In the years preceding the financial crisis, banks, on the whole, had everything their own way. Regulation was loose, they could lend to pretty much whoever they wanted to, and there was next to no competition. Any customer who decided that they were getting a rough time of it was left with one of two options - like it, or lump it.
In the years since, this has changed. Maybe not as much as some would like, maybe more than some would like, but they have changed. A raft of regulation has been introduced, and in the UK, the government’s attempts to increase competition in the market have led to regulations which making it easier for customers to switch their accounts. This means banks must be more on their game than ever when it comes to customer service. There have also been a raft of newcomers looking to exploit the rise in online banking, such as Atom Bank.
The problems facing banking - customer dissatisfaction, fraud, increased competition, and regulations - are all issues that Big Data analytics can contribute to solving. Nearly every major decision to drive revenue, to control costs, or to mitigate risks can be infused with data and analytics.
In terms of customer service, analytics is enabling a hyper-personalized experience. It does this by allowing for more targeting - looking beyond traditional structured datasets and segmenting by transactional, behavioural and social data. The other advantage of this is that customers are more willing to hand over more information, as they feel they are getting something in return.

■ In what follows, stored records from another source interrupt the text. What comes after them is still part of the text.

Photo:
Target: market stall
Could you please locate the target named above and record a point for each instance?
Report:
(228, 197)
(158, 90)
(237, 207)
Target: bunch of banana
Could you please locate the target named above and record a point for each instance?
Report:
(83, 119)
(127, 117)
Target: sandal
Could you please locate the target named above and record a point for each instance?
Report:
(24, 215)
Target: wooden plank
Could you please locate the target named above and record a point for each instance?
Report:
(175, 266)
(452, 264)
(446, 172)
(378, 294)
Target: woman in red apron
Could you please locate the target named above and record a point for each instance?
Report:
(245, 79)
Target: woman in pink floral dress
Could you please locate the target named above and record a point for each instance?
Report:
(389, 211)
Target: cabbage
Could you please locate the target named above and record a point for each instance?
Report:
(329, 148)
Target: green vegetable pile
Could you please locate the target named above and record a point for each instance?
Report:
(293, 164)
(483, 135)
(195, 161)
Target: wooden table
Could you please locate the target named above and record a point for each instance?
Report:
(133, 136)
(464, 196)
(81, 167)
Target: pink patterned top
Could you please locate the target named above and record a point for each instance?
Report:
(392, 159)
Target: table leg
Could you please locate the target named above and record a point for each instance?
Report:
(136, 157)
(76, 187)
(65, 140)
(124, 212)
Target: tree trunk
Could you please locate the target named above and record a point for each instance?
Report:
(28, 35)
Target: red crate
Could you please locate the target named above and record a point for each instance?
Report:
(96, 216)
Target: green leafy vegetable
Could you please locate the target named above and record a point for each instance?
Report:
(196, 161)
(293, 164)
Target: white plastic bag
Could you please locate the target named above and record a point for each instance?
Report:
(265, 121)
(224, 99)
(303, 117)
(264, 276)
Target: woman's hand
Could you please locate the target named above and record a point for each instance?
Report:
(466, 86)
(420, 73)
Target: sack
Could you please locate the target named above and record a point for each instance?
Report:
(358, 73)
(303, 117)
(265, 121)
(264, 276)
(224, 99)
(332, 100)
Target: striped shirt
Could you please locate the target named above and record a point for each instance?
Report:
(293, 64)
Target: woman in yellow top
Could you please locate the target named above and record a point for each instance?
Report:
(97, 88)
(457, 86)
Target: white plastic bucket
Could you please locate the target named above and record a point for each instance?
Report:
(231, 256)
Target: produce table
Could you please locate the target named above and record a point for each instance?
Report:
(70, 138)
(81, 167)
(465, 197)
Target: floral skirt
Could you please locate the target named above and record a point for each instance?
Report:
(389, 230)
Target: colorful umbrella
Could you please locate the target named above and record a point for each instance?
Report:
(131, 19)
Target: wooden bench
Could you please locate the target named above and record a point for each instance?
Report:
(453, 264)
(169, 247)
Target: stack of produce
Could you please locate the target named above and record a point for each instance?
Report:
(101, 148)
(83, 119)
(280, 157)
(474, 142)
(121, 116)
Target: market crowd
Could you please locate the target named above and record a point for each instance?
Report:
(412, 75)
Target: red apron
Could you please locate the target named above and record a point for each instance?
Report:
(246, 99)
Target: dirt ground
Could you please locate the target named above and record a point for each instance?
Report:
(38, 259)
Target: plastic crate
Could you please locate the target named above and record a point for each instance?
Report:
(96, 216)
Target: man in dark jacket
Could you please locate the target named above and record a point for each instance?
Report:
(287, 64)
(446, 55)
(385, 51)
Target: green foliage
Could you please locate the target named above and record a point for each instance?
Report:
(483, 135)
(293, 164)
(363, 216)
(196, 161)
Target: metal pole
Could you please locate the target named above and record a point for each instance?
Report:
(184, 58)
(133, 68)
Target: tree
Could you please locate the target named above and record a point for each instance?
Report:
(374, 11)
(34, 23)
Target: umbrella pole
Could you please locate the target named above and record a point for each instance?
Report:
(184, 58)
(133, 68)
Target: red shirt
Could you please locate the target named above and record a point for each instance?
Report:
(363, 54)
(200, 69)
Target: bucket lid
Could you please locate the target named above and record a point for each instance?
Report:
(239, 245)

Risk management is one of the main ways in which analytics can be of help to banks. Keeping on top of the raft of incoming regulations is an exceptionally difficult task for a big bank in particular, and compliance requires a standardized model that can adapt to different territories and adapt to any sudden changes. Moreover, cyber crime is growing, and banks and their customers are some of the main victims. Big Data analytics can help spot vulnerabilities in the system, and predict where an attack may come from. It can spot any deviations in customer behavior that could indicate fraud. Big data technologies can also integrate external watch list screening systems and unstructured emerging data sources, such as geolocation. This should hopefully reduce the incidence of false positives.
For newcomers to the Fintech sector, there is an opportunity to exploit Big Data in a way that big banks can’t. The larger banks have to integrate new analytics technology with legacy systems that are often difficult to combine. Newcomers are far more agile and have been built with analytics in mind. Big banks do, however, still hold the advantage through the sheer wealth of data that they hold, but they will need to act fast if they are to leverage it to maintain their competitive edge.